David Thomas, vice president and general manager of BAE Systems Jacksonville Ship Repair said:

“The Roosevelt availability is a large, complex repair job that is vital for the future readiness and combat effectiveness of the ship. Our team is eager to get to work on the Roosevelt and get the ship ready for service in the fleet for many years to come.”

5 COMMENTS

  1. As Julia Roberts said in Pretty Women Big Mistake Huge !!! And here is the Punch line: Our team is eager to get to work on the Roosevelt and get the ship ready for service in the fleet for many years to come.” They can expect to pay double that after BAE get there hands on it would not trust they to service my bike

  2. Would not trust you to speak English either, or proof read. Why did BAE get the contract? The best? Cheapest? all round greatest offer? Seriously, look at how you have been previously scalpel, and now look why an outside country contract may look favourable.

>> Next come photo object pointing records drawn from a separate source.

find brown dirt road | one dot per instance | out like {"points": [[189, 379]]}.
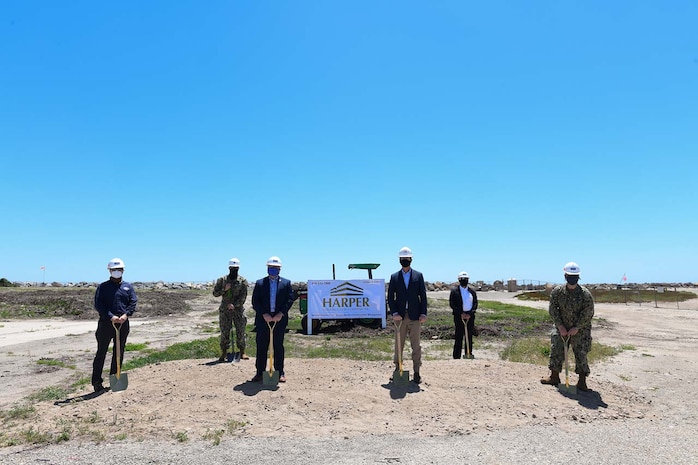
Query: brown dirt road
{"points": [[652, 384]]}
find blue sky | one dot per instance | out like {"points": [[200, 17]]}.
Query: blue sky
{"points": [[502, 138]]}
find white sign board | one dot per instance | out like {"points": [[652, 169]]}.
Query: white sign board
{"points": [[333, 300]]}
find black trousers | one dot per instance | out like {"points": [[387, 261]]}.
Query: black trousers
{"points": [[105, 334], [262, 360], [460, 334]]}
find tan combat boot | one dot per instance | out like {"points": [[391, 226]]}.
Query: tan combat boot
{"points": [[582, 383], [553, 379]]}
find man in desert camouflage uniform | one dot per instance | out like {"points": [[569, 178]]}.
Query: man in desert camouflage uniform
{"points": [[233, 288], [571, 309]]}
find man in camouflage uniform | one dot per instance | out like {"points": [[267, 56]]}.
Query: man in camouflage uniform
{"points": [[571, 308], [233, 288]]}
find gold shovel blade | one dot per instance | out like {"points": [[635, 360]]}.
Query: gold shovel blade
{"points": [[118, 384], [401, 378], [270, 379]]}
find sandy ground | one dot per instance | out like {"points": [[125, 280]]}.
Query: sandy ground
{"points": [[649, 386]]}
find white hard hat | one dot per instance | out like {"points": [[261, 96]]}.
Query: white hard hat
{"points": [[115, 263], [405, 252], [571, 269]]}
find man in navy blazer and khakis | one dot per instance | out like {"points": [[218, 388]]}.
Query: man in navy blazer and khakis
{"points": [[407, 301], [272, 298]]}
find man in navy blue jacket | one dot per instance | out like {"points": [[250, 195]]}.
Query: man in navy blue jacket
{"points": [[115, 300], [272, 298], [463, 302], [407, 301]]}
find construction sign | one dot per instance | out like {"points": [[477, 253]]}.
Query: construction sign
{"points": [[334, 299]]}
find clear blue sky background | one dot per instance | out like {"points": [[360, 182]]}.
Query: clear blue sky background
{"points": [[503, 138]]}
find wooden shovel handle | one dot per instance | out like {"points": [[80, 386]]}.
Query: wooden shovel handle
{"points": [[117, 346]]}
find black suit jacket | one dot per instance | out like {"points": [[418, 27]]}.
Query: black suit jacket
{"points": [[410, 300], [284, 297], [455, 300]]}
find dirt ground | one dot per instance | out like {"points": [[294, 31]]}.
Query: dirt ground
{"points": [[651, 381]]}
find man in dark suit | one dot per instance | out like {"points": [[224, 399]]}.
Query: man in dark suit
{"points": [[463, 302], [407, 300], [272, 298]]}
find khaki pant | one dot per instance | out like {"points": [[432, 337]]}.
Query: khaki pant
{"points": [[413, 328]]}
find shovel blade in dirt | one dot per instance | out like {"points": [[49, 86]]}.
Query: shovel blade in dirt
{"points": [[118, 383], [401, 378], [270, 379], [567, 388]]}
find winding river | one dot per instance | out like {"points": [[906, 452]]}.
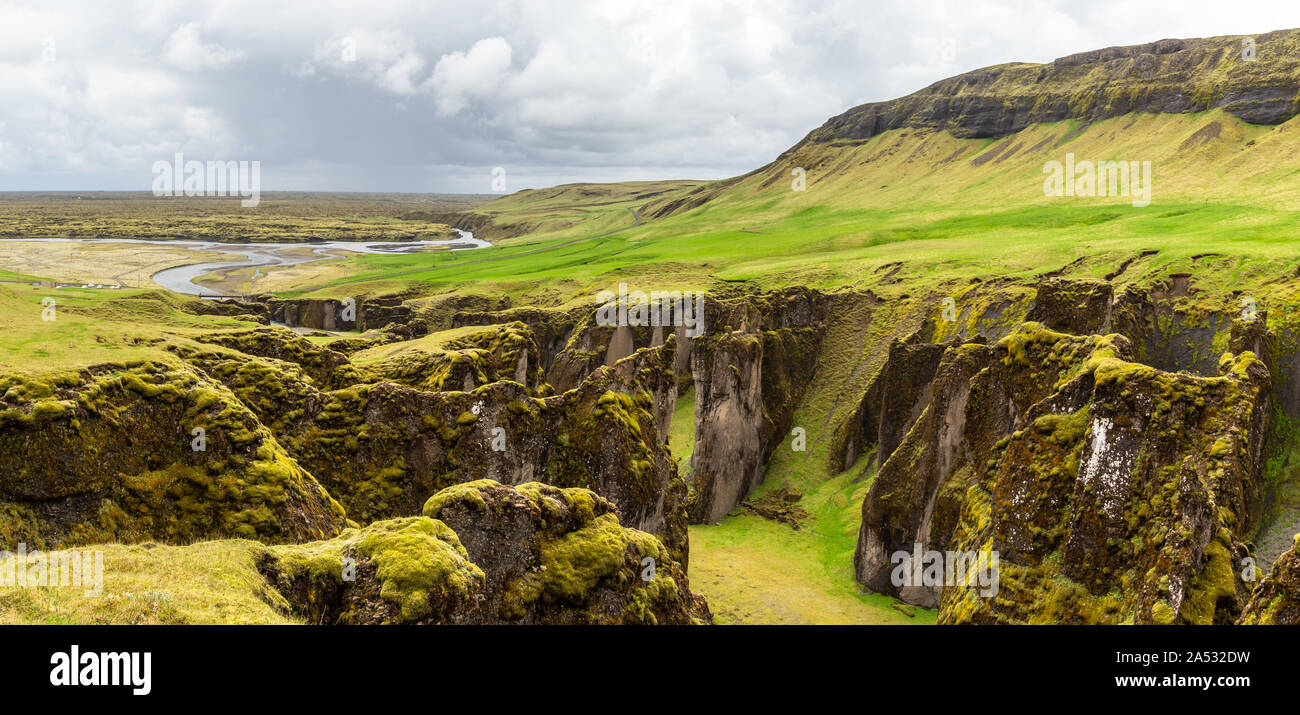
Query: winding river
{"points": [[181, 278]]}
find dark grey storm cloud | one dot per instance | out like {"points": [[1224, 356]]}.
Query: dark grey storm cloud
{"points": [[432, 96]]}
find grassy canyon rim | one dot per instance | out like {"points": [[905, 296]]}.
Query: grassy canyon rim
{"points": [[909, 342]]}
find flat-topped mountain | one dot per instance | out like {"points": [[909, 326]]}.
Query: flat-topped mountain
{"points": [[1255, 78]]}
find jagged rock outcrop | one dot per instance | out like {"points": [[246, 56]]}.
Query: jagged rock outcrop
{"points": [[1277, 599], [1112, 492], [892, 402], [750, 369], [111, 454], [384, 447], [1075, 307], [488, 553], [467, 362], [326, 368], [917, 493], [727, 463]]}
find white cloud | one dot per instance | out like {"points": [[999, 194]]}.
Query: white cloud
{"points": [[185, 50], [460, 77], [440, 92]]}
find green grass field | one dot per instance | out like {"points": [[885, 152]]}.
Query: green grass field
{"points": [[910, 217]]}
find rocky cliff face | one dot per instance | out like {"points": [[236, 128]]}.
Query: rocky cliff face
{"points": [[750, 369], [1064, 456], [112, 454], [1277, 599], [1166, 76], [484, 553]]}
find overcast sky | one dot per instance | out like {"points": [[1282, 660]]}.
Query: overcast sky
{"points": [[375, 95]]}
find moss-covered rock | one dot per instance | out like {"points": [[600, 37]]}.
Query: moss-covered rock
{"points": [[112, 454], [489, 553], [1275, 601]]}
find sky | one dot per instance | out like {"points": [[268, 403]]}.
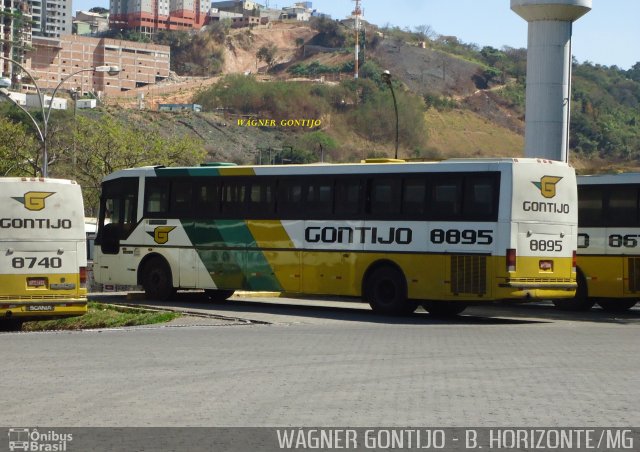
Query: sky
{"points": [[609, 34]]}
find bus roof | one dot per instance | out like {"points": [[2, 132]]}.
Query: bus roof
{"points": [[15, 180], [602, 179], [456, 164]]}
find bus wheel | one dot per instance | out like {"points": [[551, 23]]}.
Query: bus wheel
{"points": [[444, 308], [617, 305], [386, 292], [11, 325], [156, 280], [580, 302], [218, 295]]}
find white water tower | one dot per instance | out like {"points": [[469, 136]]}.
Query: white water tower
{"points": [[549, 74]]}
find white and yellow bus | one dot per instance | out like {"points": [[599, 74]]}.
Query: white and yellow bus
{"points": [[608, 242], [43, 250], [396, 234]]}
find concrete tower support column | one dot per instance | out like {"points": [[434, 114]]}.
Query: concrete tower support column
{"points": [[549, 74]]}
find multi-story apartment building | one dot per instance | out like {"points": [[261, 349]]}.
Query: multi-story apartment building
{"points": [[15, 35], [140, 64], [51, 18], [149, 16]]}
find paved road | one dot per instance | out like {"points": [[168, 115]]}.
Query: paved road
{"points": [[328, 365]]}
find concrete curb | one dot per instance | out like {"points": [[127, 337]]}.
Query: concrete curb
{"points": [[237, 294]]}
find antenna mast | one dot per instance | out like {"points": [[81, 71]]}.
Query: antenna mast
{"points": [[357, 12]]}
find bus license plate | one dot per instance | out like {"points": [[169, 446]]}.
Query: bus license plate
{"points": [[40, 308], [36, 282]]}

  3. Well BUD you either work for BAE =British And Expensive or you cannot see past the end of your noise as to the rubbish they turn out Type 45 six vessels notched up a staggering 1,515 days in our harbours in the year between April 2015 and 2016 – and four of the state-of-the-art ships were stationary for more than 300 days each.
    BAE and its subsidiaries operate multiple shipyards across the United States, and have the United States Navy as an important client. Yet three of these facilities have been cited—some multiple times—for serious safety problems.
    DEFENCE giant BAE Systems has been ordered to pay almost £350,000 after a worker was crushed to death by a 145-tonnes metal press at Brough.
    The Health and Safety Executive (HSE), prosecuting, described the death of maintenance engineer Gary Whiting, 51, as an “entirely preventable tragedy” caused by the serious safety failings of BAE Systems (Operations) Ltd.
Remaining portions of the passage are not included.